Face à la flambée des coûts et la fragilité de son modèle, le cyclisme tente, par bien des voies et des initiatives, de se réformer. Si peu d’entre elles ont des chances d’aboutir, elles traduisent un certain besoin d’encadrement. Avant de croître sur de bonnes bases. Analyse.


Calendrier, One Cycling, Budget cap : comment le cyclisme veut-il se réformer ?

Le climat n’est pas le seul à se dérégler. Confronté à de nombreux défis, le cyclisme se dérègle. Outre la sécurité, on parlera ici de l’autre point clé de son dérèglement : son économie. Depuis plusieurs années, les équipes et les organisateurs font face à une envolée fulgurante des prix. Salaires des coureurs et du staff, prix du matériel, du carburant, des moyens de transport ou des hébergements : l’inflation est globale et menace un modèle fragile. Tandis que les organisateurs appellent à l’aide pour survivre, les équipes cherchent à diversifier leurs revenus pour minimiser le risque de retrait d’un sponsor majeur. De ce constat alarmant naît une volonté de réforme. Mais comment réformer le modèle d’un sport centenaire, au fonctionnement atypique et fragile ?

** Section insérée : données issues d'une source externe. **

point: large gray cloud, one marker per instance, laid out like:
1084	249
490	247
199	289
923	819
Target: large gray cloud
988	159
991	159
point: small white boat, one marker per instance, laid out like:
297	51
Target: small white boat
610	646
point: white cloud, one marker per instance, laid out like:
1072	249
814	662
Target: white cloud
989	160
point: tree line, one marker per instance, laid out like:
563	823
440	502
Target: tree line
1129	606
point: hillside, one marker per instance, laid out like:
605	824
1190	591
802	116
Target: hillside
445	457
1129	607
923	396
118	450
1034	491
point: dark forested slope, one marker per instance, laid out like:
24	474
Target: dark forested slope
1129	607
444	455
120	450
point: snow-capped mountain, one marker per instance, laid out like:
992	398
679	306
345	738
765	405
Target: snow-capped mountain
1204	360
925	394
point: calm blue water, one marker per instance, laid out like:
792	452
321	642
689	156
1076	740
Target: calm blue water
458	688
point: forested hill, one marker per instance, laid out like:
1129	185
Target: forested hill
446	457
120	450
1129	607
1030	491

Les droits télévisuels du cyclisme au centre des débats


Le centre du débat, depuis plusieurs années et surtout quelques mois, ce sont les droits télévisuels. Contrairement au football, les équipes cyclistes ne bénéficient pas de cette source de revenus et aucune redistribution n’a lieu entre les organisateurs et les équipes. Une anomalie selon ces dernières. Problème, hormis les mastodontes de l’organisation (ASO, RCS, Flanders Classics) et quelques courses WT, la grande majorité des organisateurs payent pour être retransmis à la télévision et ne perçoivent pas de droits. D’après notre modèle théorique, une redistribution des droits TV des courses WT rapporterait 2,5 M€ par équipe, dans un monde utopique.

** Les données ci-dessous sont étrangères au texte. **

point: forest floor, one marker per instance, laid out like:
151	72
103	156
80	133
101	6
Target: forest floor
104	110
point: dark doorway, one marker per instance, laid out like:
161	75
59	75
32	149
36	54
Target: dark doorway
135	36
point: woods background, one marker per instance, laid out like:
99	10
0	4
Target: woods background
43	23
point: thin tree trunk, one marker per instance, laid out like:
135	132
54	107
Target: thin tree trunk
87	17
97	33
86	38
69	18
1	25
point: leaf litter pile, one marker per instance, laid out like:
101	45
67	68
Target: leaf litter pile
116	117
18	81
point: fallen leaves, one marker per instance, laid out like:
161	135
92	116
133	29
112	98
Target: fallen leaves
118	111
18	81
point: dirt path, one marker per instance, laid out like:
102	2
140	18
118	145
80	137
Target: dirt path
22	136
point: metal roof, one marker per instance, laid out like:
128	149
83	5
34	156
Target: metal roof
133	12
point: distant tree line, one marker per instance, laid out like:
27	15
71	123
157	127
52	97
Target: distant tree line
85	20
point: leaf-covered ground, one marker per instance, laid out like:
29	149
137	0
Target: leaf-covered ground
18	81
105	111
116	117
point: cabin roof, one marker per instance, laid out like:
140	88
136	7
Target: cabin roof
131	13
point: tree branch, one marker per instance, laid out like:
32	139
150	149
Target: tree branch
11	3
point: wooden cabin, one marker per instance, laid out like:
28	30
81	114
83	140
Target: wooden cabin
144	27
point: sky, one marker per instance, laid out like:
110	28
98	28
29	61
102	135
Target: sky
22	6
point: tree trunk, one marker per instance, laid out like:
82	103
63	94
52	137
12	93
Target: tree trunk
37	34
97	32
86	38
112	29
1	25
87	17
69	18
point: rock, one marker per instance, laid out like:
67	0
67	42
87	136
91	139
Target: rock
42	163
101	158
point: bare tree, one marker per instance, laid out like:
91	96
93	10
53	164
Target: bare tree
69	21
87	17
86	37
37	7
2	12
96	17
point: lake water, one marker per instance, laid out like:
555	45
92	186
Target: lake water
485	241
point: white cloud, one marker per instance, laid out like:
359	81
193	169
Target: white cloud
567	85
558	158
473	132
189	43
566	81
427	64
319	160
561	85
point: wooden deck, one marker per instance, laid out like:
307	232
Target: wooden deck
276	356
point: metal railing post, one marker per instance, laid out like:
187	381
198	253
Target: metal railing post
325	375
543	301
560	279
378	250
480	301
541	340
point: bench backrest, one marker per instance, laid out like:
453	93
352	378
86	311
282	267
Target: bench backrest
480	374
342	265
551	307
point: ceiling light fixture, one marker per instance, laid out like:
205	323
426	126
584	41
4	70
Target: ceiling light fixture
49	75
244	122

« Pensez-vous que c’est possible que les équipes reversent une partie de leurs revenus des sponsors aux organisateurs ? nous rétorquait Richard Plugge, le patron de Visma-Lease-a-Bike, à la question de la redistribution. Le problème, c’est que l’on essaye toujours de prendre quelque chose à quelqu’un d’autre plutôt que de travailler ensemble pour créer un meilleur revenu pour tout le monde », développait-il. Un postulat rempli de bon sens qui a servi de base au Néerlandais pour lancer en coulisses, fin 2023, un projet de réforme nommé One Cycling.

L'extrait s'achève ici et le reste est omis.